Per Marcos y Marcos esce il 17 gennaio Se tu vivessi qui di Dana Sachs. Cosa si prova quando, dopo mille tentativi andati a vuoto, arriva finalmente la notizia: dall’altra parte del mondo c’è un bimbo che ti aspetta per essere adottato? Cosa si prova quando, dopo vent’anni di meraviglie, tuo marito dice che non si sogna nemmeno di venire con te? La risposta è in questa splendida alleanza fra un’americana e una vietnamita, questo viaggio avventuroso ad Hanoi, questa straordinaria ricognizione su amicizia, amore, perdono. “Sto offendo una casa a un bambino che ne ha bisogno, ecco cosa sto facendo.
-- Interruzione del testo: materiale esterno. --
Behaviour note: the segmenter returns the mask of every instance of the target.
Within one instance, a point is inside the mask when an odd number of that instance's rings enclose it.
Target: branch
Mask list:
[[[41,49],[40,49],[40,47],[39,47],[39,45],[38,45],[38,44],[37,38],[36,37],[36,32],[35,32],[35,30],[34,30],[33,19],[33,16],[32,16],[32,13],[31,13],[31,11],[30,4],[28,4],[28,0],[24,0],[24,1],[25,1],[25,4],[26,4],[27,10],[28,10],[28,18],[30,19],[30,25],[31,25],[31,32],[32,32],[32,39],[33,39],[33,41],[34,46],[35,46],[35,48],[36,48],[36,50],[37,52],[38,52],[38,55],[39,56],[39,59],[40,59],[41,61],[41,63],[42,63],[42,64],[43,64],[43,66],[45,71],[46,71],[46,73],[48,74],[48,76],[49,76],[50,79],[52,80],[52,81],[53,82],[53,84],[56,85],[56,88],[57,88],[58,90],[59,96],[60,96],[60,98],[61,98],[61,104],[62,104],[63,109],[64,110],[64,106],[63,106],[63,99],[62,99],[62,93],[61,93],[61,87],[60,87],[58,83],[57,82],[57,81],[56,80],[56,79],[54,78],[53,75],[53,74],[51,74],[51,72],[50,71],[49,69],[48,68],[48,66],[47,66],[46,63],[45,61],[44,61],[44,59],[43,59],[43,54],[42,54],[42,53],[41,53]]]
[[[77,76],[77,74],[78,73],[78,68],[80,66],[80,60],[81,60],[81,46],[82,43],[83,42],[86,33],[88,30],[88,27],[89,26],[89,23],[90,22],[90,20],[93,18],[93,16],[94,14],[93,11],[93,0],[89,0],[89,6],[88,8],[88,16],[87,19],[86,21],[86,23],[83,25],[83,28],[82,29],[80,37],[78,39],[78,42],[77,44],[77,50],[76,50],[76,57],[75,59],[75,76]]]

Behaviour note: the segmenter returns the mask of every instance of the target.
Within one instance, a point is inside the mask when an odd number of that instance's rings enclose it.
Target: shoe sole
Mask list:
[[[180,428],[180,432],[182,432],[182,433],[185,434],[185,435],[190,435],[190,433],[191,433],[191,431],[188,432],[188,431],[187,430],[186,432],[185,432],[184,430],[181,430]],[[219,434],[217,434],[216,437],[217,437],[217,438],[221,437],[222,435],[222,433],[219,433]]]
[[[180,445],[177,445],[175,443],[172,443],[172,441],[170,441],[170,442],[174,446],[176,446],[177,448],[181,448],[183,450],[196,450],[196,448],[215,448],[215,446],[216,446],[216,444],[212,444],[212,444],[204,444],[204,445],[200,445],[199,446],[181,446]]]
Ma sto facendo anche un’altra cosa: costruisco la mia famiglia su un dolore altrui. Come si è sentita quella donna quando lo ha abbandonato? Me lo domanderò sempre. Povero Hai Au. Se lo domanderà sempre”.
Con questo incipit prende vita il romanzo, narrato in prima persona da due voci – e due culture – così diverse, che si passano il testimone di capitolo in capitolo. Se tu vivessi qui è una straordinaria ricognizione sull’amicizia, sull’amore e sul perdono.

 

Samuele Galassi
Riflessi

gennaio 2008

Due storie parallele

Nato dall’incontro di Dana Sachs con il Vietnam, paese nel quale l’autrice ha anche vissuto per un anno, “Se tu vivessi qui” è l’avvincente racconto del viaggio intrapreso da Shelley, quarantaduenne americana, per adottare un bambino vietnamita. La voce narrante che si alterna a quella di Shelley è di Xuan Mai, che torna al paese d’origine dal quale era fuggita anni prima: colpi di scena e sorprese, per un romanzo che esplora temi in grado di toccare corde profonde.

 

Alberto Picci
Il biellese

dicembre 2007

Shelley ha 42 anni ed è un’attraente e brillante donna del North Carolina. Il suo desiderio più grande è avere un figlio, cercato a lungo e mai arrivato nonostante un matrimonio felice. La strada dell’adozione le sembra dunque l’unica percorribile per riempire quel vuoto che sente di avere dentro. È intensa e dolcissima la descrizione della felicità che pervade Shelley quando finalmente, dopo una lunga attesa, squilla il telefono e dall’agenzia di adozioni le confermano che in Vietnam c’è un bimbo che la aspetta. Questa notizia però è solo l’inizio di

 

un’avventura che pone la donna di fronte a dubbi, preoccupazioni e bivi: dallo scontro con il marito Martin per il suo secco e inaspettato rifiuto di essere al suo fianco, alla sofferta decisione di partire comunque, “nonostante tutto e tutti”, in compagnia dell’amica Xuan Mai, originaria proprio del Vietnam da cui anni prima era fuggita per un segreto mai confessato.
Alla fine, dunque, la sensazione è che il vero protagonista del romanzo diventi quel viaggio un po’ azzardato dall’altra parte del mondo per guardare negli occhi quel figlio a lungo inseguito e desiderato: un susseguirsi di stati d’animo che, capitolo dopo capitolo, vengono raccontati in prima persona dalle due amiche.